While legal responsibility for health and safety sits largely with the UK Parliament, the impact of asbestos is deeply embedded within devolved areas overseen by the Welsh Government. From managing the public estate and delivering education and healthcare services to overseeing housing, regeneration, and decarbonisation programmes, decisions taken in Wales directly influence how effectively asbestos risks are controlled.

Asbestos management is therefore not only a regulatory issue, but a matter of public health, workforce protection, and economic resilience. Poor management can lead to harmful exposures, long-term illness and significant costs for individuals and public services. Conversely, proactive and coordinated action can prevent harm, support safe working environments, and ensure that major policy priorities, such as net zero and infrastructure investment are delivered safely.

By taking a strategic, cross-government approach to asbestos management, Wales can better protect its workforce and communities, while demonstrating leadership in integrating health and safety across devolved responsibilities.

Calls to action

  • Create a national Welsh asbestos register for public buildings 
    Improve transparency and risk management by establishing a consistent, accessible database of asbestos-containing materials (ACMs). 
  • Embed asbestos awareness in skills and training 
    Ensure construction, maintenance, and retrofit training programmes include mandatory asbestos awareness components. 

Embedding safe construction across Wales

The construction sector is fundamental to Wales’s economic future through delivering the homes, infrastructure, and green transition the country needs. But it remains one of the highest-risk industries, where failures in training and health and safety can have life-changing consequences.
 
Embedding a stronger culture of health and safety is not just a regulatory necessity; it is essential to preventing harm, protecting workers, improving project delivery, and maintaining public confidence in the sector. Investment in skills and health and safety must go together. A well-trained construction workforce is not only more productive, but is far less likely to experience accidents, delays, and costly errors. In a sector facing skills shortages and an ageing workforce, Wales cannot afford to treat health and safety as an add-on. Instead, it should be built into every stage from planning stages and capacity building throughout education and apprenticeships and continuous professional development on site.
 
There is also a wider economic and social case. Safer construction sites reduce pressure on public services, lower costs for employers, and support more sustainable growth.

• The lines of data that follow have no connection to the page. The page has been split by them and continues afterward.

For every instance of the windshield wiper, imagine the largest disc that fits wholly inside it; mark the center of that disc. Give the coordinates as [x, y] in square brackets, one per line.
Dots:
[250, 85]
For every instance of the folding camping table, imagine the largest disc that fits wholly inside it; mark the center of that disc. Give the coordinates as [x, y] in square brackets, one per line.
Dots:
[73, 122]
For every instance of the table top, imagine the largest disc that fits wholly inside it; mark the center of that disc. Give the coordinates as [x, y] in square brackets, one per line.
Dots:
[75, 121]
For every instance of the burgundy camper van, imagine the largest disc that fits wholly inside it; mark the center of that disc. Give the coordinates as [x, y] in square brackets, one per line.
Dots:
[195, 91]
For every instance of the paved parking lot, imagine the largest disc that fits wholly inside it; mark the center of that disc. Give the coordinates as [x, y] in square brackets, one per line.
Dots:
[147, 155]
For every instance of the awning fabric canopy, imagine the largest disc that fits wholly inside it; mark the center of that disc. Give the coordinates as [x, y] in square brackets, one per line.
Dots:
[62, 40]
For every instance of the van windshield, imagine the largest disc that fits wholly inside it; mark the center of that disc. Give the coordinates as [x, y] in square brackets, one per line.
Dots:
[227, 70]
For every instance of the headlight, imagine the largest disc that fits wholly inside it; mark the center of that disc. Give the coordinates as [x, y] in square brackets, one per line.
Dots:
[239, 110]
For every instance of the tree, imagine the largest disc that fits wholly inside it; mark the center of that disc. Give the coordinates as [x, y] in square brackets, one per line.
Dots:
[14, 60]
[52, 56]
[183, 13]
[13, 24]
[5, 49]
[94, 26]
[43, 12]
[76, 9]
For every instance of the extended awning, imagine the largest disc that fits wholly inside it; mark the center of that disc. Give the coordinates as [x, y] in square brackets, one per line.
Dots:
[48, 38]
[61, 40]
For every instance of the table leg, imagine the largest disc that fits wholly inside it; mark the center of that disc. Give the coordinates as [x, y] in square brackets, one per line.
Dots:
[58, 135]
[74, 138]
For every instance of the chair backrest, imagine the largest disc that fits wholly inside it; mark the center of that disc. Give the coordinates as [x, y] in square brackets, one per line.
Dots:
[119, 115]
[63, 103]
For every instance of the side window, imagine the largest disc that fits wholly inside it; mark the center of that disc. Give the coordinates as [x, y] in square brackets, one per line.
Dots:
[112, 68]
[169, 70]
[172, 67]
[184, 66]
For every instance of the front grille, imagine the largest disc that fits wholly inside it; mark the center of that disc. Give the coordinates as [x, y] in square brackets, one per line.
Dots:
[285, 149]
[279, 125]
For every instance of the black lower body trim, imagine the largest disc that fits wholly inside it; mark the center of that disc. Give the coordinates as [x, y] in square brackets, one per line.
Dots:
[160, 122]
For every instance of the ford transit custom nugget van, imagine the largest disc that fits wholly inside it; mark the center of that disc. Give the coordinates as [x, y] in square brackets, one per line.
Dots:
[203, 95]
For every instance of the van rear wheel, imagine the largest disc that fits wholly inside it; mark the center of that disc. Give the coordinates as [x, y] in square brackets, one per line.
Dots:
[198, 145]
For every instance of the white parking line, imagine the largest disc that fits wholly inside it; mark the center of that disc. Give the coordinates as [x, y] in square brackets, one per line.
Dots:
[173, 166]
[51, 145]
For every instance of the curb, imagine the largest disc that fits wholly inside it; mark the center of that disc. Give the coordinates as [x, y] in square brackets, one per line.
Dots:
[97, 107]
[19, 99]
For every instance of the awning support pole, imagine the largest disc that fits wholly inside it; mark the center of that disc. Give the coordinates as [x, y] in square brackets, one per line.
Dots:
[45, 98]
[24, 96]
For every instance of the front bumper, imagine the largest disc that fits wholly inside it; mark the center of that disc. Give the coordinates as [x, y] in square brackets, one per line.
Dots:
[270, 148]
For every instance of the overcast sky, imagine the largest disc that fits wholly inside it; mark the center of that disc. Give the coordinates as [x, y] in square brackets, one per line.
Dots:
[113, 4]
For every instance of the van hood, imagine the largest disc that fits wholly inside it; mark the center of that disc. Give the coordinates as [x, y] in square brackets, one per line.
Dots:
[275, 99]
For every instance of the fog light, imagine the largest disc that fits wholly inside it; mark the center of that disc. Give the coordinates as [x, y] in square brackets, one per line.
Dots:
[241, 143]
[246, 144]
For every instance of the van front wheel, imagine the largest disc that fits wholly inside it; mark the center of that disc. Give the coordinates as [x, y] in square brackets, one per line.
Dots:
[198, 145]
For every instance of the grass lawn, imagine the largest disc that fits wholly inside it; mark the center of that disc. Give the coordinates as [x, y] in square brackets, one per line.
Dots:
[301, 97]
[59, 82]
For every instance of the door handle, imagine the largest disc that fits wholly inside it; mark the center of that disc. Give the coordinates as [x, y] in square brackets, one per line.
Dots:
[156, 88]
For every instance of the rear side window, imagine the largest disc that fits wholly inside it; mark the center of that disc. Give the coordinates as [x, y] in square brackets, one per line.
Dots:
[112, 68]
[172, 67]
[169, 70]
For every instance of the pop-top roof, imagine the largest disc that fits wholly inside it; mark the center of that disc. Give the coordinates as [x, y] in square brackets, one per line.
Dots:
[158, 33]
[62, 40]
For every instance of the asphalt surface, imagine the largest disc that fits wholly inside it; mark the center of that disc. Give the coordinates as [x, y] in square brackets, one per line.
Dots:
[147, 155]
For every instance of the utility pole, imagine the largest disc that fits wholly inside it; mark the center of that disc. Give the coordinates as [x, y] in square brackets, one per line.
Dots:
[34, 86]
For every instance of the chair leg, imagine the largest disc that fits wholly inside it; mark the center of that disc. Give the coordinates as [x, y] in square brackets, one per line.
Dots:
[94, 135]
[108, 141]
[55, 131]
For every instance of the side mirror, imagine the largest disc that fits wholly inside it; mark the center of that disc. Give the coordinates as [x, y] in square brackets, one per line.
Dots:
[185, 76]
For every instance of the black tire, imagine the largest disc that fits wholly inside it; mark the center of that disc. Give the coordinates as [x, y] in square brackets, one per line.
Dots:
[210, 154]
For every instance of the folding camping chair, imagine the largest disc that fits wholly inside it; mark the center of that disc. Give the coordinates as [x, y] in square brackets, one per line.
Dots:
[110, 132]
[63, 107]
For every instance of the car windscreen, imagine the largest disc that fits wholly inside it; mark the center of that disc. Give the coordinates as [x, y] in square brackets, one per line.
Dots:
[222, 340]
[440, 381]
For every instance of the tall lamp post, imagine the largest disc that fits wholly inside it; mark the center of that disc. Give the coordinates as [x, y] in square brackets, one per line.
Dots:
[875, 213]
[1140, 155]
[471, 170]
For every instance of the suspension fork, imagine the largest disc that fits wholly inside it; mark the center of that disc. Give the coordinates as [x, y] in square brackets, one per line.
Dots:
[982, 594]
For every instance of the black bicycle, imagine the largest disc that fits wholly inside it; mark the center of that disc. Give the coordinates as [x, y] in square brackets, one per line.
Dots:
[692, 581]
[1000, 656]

By taking a proactive, system-wide approach, the Welsh Government can use levers including procurement, training, and regulation.
 
The Welsh Government can set a clear expectation that high-quality construction in Wales means safe construction.

Calls to action

  • Invest in modern training methods 
    • Support FE colleges and training providers to use simulation, VR, and on-site practical training environments for high-risk scenarios.  
    • Create a national digital skills passport recording safety qualifications across jobs and sites.  
    • Provide mental health literacy to workers and site supervisors and managers. 
  • Promote a culture shift 
    • Launch a national “Safety in Construction Wales” campaign focused on leadership, worker voice, and reporting of near misses.  
    • Align with the Well-being of Future Generations Act by framing safe work as a long-term national outcome.